Polyploid cells can resume cell proliferation and reduce their genome content over time. (A, B) HeLa cells were treated with SU6656 for 48 h and then cultured in drug-free medium for various amounts of time before the cells were counted or processed for FACS. (A) Quantification of cell density at selected days after drug washout. Each point represents mean ± SD from four independent experiments. (B) Quantification of FACS data from four independent experiments showing the percentage of cells with different ploidy after drug washout on the indicated days. For each experiment, 5000 cells were measured for DNA content, and the mean ± SD is graphed. (C, D) HeLa GFP–CENP-A cells were synchronized, treated with SU6656 for 48 h, and imaged at 1-d intervals (C) or fixed and stained every other day (D); t = 0 is time after drug washout. Selected frames are shown, and the time is marked in the upper left corner. Scale bar, 25 μm. (D) The dot plot shows the quantification of kinetochore number in individual cells on selected days after drug washout. The dots represent the number of kinetochores. The bars and whiskers indicate the mean ± SD; >120 total cells counted for controls and >240 for drug-treated cells. (E) Dot plot showing the quantification of the number of kinetochores in individual cells within a single colony of cells. The dots represent the number of kinetochores, and the bar and whiskers indicate the mean ± SD. **p < 0.01, ***p < 0.001.

FIGURE 8:

HSET overexpression partially rescues mitotic defects during RTM in polyploid cells. (A) Western blot of HeLa cells treated with DMSO (control) or SU6656 with washout for RTM and probed with anti-HSET (top) or anti-tubulin (bottom) antibodies. (B) Quantification of the number of spindle poles in either HeLa control or GFP-HSET–overexpressing iECs at 12 h after drug washout.

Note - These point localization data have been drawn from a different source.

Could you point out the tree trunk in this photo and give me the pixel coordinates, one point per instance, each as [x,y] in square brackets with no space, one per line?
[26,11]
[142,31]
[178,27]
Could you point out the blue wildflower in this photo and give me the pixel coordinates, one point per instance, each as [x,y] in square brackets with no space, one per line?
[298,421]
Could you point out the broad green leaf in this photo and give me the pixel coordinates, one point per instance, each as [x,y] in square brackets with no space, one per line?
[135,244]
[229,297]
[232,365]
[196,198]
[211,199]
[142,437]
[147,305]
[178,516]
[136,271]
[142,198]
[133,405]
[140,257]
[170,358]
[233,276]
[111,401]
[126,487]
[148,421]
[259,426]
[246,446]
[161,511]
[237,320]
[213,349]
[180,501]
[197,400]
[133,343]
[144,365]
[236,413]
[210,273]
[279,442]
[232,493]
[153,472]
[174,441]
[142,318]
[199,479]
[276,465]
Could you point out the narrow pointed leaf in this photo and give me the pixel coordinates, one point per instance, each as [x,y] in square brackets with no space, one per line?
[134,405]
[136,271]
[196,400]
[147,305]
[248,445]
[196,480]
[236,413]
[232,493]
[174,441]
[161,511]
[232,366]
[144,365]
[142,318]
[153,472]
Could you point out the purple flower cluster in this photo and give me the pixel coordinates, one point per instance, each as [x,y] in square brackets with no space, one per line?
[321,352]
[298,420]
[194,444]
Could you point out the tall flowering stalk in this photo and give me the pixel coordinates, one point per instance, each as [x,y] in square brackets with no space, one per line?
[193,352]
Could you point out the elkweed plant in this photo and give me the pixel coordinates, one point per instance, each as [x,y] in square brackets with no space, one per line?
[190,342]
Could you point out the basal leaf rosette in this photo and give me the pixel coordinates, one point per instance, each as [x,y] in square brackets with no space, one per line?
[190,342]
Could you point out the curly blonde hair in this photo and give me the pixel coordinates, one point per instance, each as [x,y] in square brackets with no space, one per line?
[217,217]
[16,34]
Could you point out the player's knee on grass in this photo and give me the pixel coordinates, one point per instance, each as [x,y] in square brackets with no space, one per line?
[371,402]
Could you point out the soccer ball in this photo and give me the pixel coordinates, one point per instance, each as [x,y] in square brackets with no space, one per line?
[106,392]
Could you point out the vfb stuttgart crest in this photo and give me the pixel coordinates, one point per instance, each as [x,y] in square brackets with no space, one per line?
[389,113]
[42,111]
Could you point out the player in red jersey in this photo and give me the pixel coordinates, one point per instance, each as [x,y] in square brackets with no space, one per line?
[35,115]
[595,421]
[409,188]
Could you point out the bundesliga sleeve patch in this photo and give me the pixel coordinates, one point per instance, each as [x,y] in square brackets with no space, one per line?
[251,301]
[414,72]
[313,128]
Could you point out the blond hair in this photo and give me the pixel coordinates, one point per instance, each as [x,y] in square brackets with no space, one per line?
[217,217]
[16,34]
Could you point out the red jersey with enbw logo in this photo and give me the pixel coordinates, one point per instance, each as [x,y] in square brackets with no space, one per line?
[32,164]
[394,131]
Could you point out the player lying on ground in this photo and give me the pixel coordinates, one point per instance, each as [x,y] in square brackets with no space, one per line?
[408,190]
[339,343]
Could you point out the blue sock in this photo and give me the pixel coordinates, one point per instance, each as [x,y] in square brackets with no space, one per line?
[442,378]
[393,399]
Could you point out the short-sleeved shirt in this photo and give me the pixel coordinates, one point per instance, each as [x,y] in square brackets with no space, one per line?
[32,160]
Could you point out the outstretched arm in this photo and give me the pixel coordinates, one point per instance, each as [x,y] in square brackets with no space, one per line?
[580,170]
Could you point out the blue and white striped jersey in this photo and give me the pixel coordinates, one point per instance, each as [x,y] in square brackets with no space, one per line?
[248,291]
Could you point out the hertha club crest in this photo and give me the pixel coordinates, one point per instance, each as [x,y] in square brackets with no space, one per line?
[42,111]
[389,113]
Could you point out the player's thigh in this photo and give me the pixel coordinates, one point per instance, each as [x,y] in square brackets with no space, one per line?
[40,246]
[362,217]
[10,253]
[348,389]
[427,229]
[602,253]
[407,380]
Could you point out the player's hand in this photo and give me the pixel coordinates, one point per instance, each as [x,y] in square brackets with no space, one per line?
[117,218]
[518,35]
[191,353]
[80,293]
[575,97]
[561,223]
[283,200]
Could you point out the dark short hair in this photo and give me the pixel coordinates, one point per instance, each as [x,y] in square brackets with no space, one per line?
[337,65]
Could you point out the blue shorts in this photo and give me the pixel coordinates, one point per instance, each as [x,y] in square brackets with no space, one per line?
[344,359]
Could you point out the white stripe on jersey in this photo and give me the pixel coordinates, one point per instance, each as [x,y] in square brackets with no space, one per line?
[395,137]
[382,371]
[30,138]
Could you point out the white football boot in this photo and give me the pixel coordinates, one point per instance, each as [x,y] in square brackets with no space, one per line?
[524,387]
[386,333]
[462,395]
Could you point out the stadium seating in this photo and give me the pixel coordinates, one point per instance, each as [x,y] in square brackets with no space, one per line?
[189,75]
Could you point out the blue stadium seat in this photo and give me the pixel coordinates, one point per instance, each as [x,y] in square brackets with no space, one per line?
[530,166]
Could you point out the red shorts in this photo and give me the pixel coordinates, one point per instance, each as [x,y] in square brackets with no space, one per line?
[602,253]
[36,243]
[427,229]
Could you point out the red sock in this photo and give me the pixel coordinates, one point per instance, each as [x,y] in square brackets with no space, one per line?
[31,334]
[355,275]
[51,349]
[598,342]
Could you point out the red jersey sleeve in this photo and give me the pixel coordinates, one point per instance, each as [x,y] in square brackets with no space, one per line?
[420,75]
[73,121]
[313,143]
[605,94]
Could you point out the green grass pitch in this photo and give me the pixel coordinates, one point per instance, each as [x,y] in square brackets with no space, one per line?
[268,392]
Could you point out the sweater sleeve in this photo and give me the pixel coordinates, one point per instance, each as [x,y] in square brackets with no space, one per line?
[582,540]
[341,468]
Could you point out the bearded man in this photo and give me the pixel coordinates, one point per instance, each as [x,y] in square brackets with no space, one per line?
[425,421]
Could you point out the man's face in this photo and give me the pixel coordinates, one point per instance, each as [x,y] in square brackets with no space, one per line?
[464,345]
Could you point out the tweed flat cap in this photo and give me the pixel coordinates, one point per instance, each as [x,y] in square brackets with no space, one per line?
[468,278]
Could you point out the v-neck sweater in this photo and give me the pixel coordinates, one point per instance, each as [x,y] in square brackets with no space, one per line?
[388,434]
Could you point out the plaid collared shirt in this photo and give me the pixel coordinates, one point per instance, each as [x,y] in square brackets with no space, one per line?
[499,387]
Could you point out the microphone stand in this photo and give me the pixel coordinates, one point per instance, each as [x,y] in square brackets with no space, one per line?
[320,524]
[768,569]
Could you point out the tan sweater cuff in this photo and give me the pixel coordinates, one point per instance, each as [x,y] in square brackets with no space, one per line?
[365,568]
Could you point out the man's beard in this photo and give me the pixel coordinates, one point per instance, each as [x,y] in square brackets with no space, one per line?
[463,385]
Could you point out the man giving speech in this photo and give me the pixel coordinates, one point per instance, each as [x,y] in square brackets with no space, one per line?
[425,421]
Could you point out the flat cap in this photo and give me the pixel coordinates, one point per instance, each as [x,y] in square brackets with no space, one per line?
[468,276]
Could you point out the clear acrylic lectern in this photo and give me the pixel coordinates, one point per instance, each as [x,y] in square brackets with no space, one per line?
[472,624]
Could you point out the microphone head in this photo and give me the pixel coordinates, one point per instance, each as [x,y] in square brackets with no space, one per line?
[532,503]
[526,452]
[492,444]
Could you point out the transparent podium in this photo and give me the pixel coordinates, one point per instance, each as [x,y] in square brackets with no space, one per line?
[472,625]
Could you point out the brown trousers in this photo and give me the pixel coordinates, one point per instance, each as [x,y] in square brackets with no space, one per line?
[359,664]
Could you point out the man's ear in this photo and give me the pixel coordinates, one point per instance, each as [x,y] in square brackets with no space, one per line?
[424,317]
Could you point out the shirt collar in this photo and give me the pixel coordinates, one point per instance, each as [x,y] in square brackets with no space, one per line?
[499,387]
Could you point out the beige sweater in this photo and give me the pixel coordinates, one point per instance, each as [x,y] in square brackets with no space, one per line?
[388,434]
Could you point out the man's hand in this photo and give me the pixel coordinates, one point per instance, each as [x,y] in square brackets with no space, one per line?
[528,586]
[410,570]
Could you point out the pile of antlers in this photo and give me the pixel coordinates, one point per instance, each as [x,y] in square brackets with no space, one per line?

Bars indicate the mean ± SD from three independent experiments in which at least 300 cells were scored in each condition. (C) Representative micrographs showing the inverse relationship between GFP-HSET intensity and number of spindle poles in different cells. Microtubule (MT) labeling (top) and level of GFP-HSET (bottom). Scale bar, 20 μm. (D) Average fluorescence intensity of GFP-HSET relative to number of poles from 116 cells from three independent experiments. (E, F) HeLa cells or GFP-HSET–overexpressing HeLa cells were synchronized, treated with SU6656 for 48 h, and cultured in drug-free medium for 20 h. Cells were then fixed and stained with probes specific for centrometric satellite DNA of chromosome 2 or 7 and stained with Hoechst to visualize DNA. (E) Histogram showing the relative frequency of the number of chromosomes (>450). (F) Percentage of anaphase/telophase cells that have an unequal distribution of the indicated chromosomes represented as mean ± SD from three independent experiments (200 total cells counted). *p < 0.05, **p < 0.01, ***p < 0.001.

FIGURE 9:

Model. After treatments that perturb cell cycle progression, a fraction of the cells escape apoptosis and instead enter the alternative cell cycle state of endoreplication (endocycle/endomitosis). Switching to endoreplication may provide a mechanism for therapy resistance. On discontinuation of the perturbation, many cells die, but a fraction of these polyploid cells resume mitotic divisions, which are highly error-prone, contributing to tumor heterogeneity and leading to cancer relapse.